Mansfield’s Russian Influences
Writer Bill Direen presented the following paper at a conference on Katherine Mansfield in Menton, France earlier this year.
Alfred Orage was Katherine Mansfield’s principal mentor in the craft of writing. When they first met, as early as 1910, Orage had been editing The New Age for three years, and with his help she rented a 2-roomed flat in Chelsea. Orage and the writer Beatrice Hastings had to be “cruel to be kind” to Mansfield, but she responded well to their harsh treatment. Orage’s influence endured right up to the time of her death.

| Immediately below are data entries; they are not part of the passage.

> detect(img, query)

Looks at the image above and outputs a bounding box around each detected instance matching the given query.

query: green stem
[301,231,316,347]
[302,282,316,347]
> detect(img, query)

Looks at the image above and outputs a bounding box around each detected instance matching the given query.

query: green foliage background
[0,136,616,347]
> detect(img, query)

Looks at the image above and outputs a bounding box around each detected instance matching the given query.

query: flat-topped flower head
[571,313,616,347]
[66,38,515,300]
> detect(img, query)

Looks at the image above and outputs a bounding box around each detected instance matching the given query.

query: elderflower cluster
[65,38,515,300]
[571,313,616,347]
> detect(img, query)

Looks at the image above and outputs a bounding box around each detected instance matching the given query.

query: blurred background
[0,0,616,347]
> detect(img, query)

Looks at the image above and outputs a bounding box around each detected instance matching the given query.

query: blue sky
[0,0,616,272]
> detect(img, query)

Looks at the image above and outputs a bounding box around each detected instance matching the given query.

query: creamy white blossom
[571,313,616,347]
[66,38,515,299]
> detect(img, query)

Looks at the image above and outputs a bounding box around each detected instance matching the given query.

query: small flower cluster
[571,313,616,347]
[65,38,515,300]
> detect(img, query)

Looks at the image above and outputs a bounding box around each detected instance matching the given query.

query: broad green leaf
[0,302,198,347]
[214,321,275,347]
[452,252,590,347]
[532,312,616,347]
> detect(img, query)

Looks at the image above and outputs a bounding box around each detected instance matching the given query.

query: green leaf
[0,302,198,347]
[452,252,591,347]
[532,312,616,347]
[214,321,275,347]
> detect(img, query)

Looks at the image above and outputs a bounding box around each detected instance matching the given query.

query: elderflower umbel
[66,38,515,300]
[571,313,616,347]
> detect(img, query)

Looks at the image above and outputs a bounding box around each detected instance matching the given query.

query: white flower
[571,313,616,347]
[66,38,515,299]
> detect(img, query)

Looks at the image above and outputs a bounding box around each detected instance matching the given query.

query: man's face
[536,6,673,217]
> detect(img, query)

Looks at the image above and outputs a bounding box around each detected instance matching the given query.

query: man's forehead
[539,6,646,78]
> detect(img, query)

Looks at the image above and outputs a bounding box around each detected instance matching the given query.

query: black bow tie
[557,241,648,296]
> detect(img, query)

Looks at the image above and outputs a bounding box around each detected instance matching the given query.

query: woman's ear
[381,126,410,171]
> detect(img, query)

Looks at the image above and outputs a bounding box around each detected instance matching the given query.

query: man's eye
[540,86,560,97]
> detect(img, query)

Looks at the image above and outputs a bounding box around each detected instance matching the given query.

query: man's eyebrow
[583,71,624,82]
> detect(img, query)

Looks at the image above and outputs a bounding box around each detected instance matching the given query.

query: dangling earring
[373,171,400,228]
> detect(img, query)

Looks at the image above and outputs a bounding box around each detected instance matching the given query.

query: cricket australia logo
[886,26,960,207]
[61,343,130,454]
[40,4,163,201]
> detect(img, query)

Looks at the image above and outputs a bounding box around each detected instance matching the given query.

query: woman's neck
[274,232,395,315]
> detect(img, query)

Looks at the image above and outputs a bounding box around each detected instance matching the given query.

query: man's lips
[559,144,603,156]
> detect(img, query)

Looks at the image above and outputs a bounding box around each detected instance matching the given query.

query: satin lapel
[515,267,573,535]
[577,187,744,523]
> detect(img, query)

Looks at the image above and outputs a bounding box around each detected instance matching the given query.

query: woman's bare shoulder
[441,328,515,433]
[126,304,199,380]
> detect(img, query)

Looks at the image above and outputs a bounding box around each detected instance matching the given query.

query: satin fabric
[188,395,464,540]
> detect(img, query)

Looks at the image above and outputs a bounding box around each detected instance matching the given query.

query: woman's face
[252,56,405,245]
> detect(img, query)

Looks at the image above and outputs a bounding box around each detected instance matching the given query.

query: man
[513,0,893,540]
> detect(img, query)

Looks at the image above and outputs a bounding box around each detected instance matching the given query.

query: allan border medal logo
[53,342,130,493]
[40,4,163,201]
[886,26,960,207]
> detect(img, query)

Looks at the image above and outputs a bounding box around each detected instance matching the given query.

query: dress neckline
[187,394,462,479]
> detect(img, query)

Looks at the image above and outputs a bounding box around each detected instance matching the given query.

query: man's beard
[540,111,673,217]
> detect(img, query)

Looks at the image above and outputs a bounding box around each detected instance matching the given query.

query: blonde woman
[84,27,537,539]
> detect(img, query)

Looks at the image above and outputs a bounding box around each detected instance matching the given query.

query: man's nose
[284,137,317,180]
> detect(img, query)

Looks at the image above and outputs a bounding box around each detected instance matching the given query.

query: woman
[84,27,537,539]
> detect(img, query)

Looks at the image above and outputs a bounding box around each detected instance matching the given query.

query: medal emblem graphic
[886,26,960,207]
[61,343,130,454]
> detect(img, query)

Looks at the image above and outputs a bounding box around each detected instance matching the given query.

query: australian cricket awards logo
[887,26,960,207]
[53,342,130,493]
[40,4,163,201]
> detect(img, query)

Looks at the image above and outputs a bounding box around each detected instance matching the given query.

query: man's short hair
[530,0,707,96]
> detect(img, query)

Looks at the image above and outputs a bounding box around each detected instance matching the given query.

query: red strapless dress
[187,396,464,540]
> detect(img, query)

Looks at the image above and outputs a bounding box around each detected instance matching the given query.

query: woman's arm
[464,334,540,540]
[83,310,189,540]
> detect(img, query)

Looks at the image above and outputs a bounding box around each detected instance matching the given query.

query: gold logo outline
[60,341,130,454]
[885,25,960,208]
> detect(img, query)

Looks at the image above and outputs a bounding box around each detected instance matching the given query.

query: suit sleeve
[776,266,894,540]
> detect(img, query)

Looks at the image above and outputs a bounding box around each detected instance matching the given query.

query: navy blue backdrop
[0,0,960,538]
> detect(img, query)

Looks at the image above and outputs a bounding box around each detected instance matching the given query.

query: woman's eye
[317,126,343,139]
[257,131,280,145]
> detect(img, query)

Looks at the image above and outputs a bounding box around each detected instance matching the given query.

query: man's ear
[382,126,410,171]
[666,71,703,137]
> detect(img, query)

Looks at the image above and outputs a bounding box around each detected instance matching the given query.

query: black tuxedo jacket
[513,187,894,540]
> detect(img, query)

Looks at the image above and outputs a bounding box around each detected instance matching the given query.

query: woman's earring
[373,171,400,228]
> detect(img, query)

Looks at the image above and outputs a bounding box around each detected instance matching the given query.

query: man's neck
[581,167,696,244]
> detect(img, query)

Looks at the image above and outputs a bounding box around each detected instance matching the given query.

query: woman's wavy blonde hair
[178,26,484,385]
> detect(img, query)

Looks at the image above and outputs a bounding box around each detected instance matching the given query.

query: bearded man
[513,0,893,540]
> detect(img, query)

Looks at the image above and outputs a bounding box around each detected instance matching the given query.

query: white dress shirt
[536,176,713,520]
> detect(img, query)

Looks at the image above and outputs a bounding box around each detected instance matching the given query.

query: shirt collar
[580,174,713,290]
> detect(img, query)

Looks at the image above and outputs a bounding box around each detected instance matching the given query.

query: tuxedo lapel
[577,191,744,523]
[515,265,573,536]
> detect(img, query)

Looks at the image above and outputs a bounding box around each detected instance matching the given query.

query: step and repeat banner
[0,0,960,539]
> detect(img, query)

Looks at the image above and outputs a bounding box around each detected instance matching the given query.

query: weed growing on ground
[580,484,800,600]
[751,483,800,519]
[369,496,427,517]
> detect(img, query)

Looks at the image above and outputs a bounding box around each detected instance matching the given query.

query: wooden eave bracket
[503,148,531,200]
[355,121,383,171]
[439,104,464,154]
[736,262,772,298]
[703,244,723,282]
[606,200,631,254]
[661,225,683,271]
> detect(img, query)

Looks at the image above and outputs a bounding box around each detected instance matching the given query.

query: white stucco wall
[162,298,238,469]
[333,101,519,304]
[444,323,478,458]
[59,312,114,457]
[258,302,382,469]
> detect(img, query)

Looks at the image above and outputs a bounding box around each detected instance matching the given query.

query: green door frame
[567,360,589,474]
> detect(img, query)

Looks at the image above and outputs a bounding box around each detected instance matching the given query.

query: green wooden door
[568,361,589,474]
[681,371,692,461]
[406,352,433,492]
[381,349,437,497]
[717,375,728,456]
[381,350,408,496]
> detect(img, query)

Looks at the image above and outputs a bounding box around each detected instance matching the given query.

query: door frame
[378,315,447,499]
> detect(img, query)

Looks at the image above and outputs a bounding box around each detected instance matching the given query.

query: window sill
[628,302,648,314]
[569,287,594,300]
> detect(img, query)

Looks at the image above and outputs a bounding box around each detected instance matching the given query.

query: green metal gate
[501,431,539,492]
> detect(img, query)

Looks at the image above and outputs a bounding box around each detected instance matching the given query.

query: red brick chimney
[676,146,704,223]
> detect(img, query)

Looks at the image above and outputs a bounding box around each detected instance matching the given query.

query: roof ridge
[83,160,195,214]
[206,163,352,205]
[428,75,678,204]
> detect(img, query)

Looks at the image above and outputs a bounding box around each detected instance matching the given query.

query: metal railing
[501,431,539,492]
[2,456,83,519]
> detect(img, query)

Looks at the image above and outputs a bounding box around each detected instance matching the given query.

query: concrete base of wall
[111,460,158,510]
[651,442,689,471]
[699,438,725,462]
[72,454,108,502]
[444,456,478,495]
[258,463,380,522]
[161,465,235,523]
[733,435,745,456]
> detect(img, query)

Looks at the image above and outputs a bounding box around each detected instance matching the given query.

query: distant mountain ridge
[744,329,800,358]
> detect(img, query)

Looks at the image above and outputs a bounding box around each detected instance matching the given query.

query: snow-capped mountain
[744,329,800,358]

In 1914, Orage met the Russian mystic P. D. Ouspenski, who was to have a big influence on both Orage’s and Mansfield’s philosophies of art and life; at the same time, the translation of Russian authors into English was in full swing. John Middleton Murry and Samuel Solomonovich Koteliansky were working on Chekhov’s The Bet & Other Stories (1915), Murry would publish an introduction to Dostoevski in 1916, Koteliansky worked with Leonard and Virginia Woolf, Murry, Gilbert Cannan and Mansfield herself to collaborate on and perfect his translations of Russian authors. The race was on for publication. Constance Garnett would “pip” Koteliansky and Mansfield’s translation of Chekhov’s letters “at the post” in 1920 — a big disappointment to both ‘Kot’ and to Mansfield. Katherine Mansfield was reading Russian literature, and even dreaming of it, from 1907 to 1922.